Daniel is the recipient of the Robert S. Daniel Teaching Excellence
Award from the American Psychological Association Division 2. He
was featured in Princeton Review’s 300 Best Professors and is author
of “Promising principles: Translating the science of learning to
educational practice” (2012, Journal of Applied Research in Memory and Cognition).
2012:
Daniel Ansari, PhD
is an Associate Professor at the University of Western Ontario in
Developmental Cognitive Neuroscience. Formerly, he was an Assistant
Professor in the Department of Education at Dartmouth College.

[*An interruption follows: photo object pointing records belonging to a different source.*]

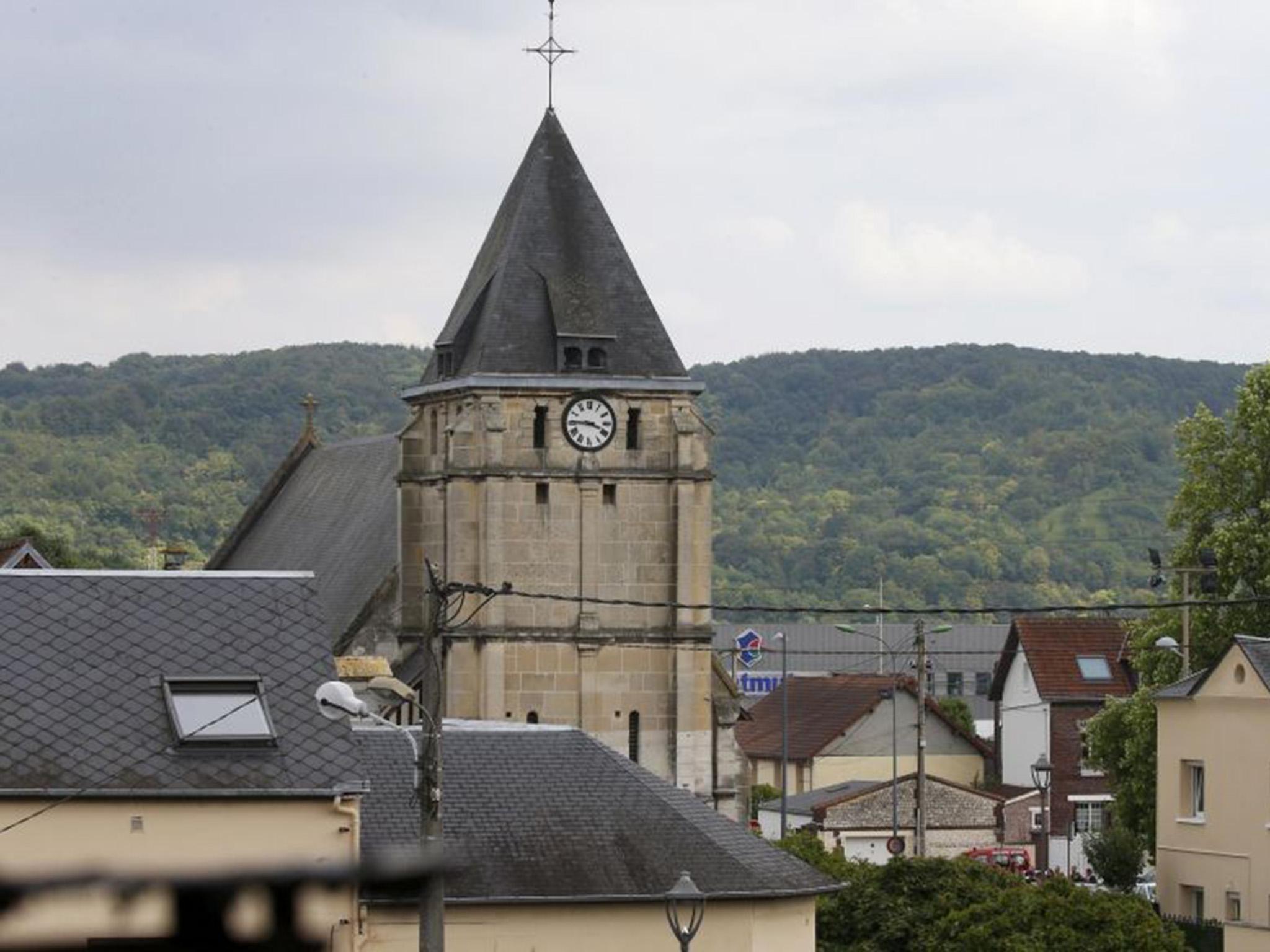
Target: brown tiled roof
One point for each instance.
(1052, 648)
(821, 708)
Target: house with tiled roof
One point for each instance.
(163, 724)
(856, 816)
(1212, 822)
(22, 553)
(840, 729)
(1053, 676)
(564, 844)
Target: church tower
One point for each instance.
(556, 443)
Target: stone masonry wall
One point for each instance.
(946, 808)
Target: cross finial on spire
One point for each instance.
(550, 50)
(310, 404)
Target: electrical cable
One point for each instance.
(507, 589)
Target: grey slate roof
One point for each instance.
(1255, 649)
(548, 814)
(553, 265)
(808, 800)
(82, 706)
(334, 516)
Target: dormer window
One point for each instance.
(1094, 668)
(219, 711)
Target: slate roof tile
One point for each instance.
(549, 814)
(553, 265)
(335, 517)
(82, 660)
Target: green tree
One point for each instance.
(1223, 505)
(959, 712)
(1122, 742)
(1117, 855)
(930, 906)
(761, 794)
(1057, 915)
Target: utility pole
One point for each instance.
(432, 892)
(1208, 586)
(920, 821)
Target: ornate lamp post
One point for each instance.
(685, 901)
(1042, 774)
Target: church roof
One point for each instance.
(548, 814)
(553, 270)
(332, 512)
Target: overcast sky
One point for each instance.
(221, 175)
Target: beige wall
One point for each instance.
(1246, 938)
(1227, 728)
(175, 835)
(732, 926)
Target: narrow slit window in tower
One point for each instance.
(540, 427)
(633, 735)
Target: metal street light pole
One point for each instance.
(920, 821)
(920, 639)
(785, 729)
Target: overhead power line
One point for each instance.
(506, 591)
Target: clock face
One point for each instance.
(588, 423)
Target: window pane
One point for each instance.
(213, 715)
(1094, 668)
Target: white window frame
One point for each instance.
(1194, 791)
(1233, 904)
(1085, 770)
(1089, 808)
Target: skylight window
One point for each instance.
(218, 710)
(1094, 668)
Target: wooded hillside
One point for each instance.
(966, 474)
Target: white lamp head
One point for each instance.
(337, 700)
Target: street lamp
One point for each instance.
(685, 901)
(337, 700)
(1042, 775)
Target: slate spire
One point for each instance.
(553, 291)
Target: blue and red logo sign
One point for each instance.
(750, 645)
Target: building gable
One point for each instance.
(1236, 674)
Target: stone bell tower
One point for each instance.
(556, 443)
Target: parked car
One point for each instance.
(1013, 858)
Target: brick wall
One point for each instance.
(1065, 747)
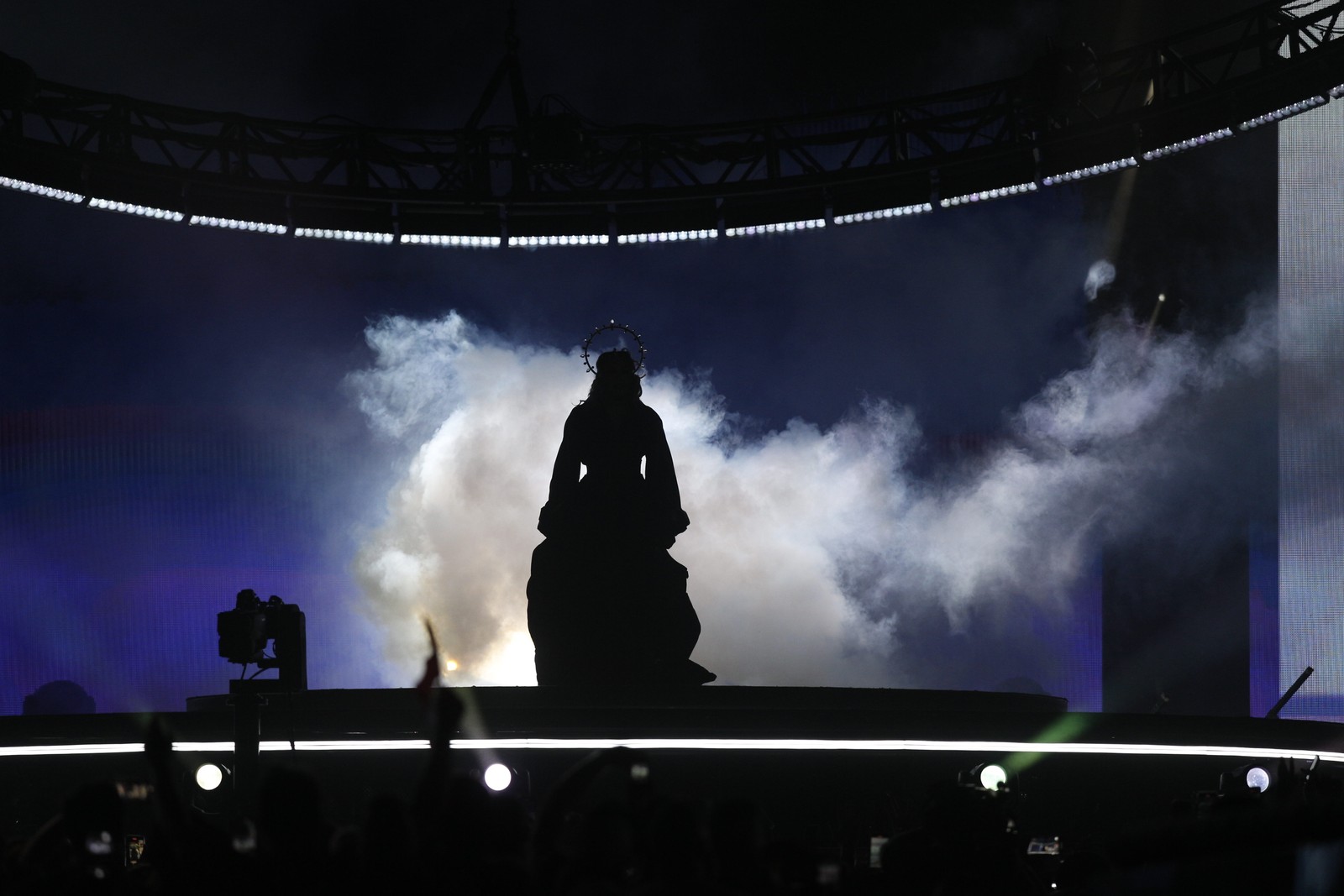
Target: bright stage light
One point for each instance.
(992, 777)
(210, 775)
(233, 223)
(571, 239)
(1194, 143)
(900, 211)
(38, 190)
(497, 777)
(998, 192)
(131, 208)
(1278, 114)
(812, 223)
(347, 235)
(669, 237)
(1090, 170)
(444, 239)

His research investigates the neural basis of numerical cognition in
the adult brain using behavioral as well as functional and structural
brain imaging methods. Dr. Ansari is interested in forging connections
between Developmental Cognitive Neuroscience and Education as part of
the new field of Mind, Brain and Education
2011:
Helen J. Neville, PhD is
currently the Robert and Beverly Lewis Endowed Chair and Professor of
Psychology and Neuroscience, Director of the Brain Development Lab, and
Director of the Center for Cognitive Neuroscience at the University of
Oregon in Eugene. Her major research interests are the biological
constraints and the role of experience in neurosensory and
neurocognitive development in humans. She has received many honors
including being elected to the American Academy of Arts and Sciences,
is a member of the Board of Governors of the Cognitive Neuroscience
Society, the Academic Panel of Birth to Three and is active in many
educational outreach programs.
2010:
Donna J. Coch, EdD is
Associate Professor/Chair in the Department of Education at Dartmouth
College. Her research interests range from the development of cognitive
and linguistic processes to brain behavior and reading
development. The primary goal of Coch’s most recent research,
through the Reading Brains Lab at Dartmouth College’s Department of
Education is to make meaningful connections between the fields of
developmental cognitive neuroscience and education. She is also a
member of the Faculty at the Graduate Program, Department of
Psychological & Brain Sciences, Dartmouth College.
2009:
Kurt S. Fischer, PhD is
a pioneering researcher who studies cognitive and emotional development
and learning from birth through adulthood. He is a Harvard
University Professor and the Director of the Harvard Graduate School of
Education’s Mind, Brain and Education program. Professor is the
founding president of the International, Mind, Brain and Education
Society and founding editor of Mind, Brain and Education. His
research includes students’ learning and problem solving, brain
development, concepts of self in relationships, cultural contributions
to social-cognitive development,early reading skills, emotions, child
abuse, and brain development.
2008:
Mary Helen Immordino-Yang, Ed.D. is an
affective neuroscientist and human development psychologist who studies
the neural, psychophysiological and psychological bases of social
emotion, self-awareness and culture and their implications for
development and schools. She is an Assistant Professor of Education at
the Rossier School of Education, an Assistant Professor of Psychology
at the Brain and Creativity Institute, and a member of the Neuroscience
Graduate Program Faculty at the University of Southern California. A
former junior high school teacher, she earned her doctorate at the
Harvard University Graduate School of Education, where she was the
recipient of grants from the Spencer Foundation and the American
Association of University Women Educational Foundation. She is the
Associate Editor for North America for the award-winning journal Mind, Brain and Education.
Note: Prior to 2018, the award was called "Transforming Education Through Neuroscience Award."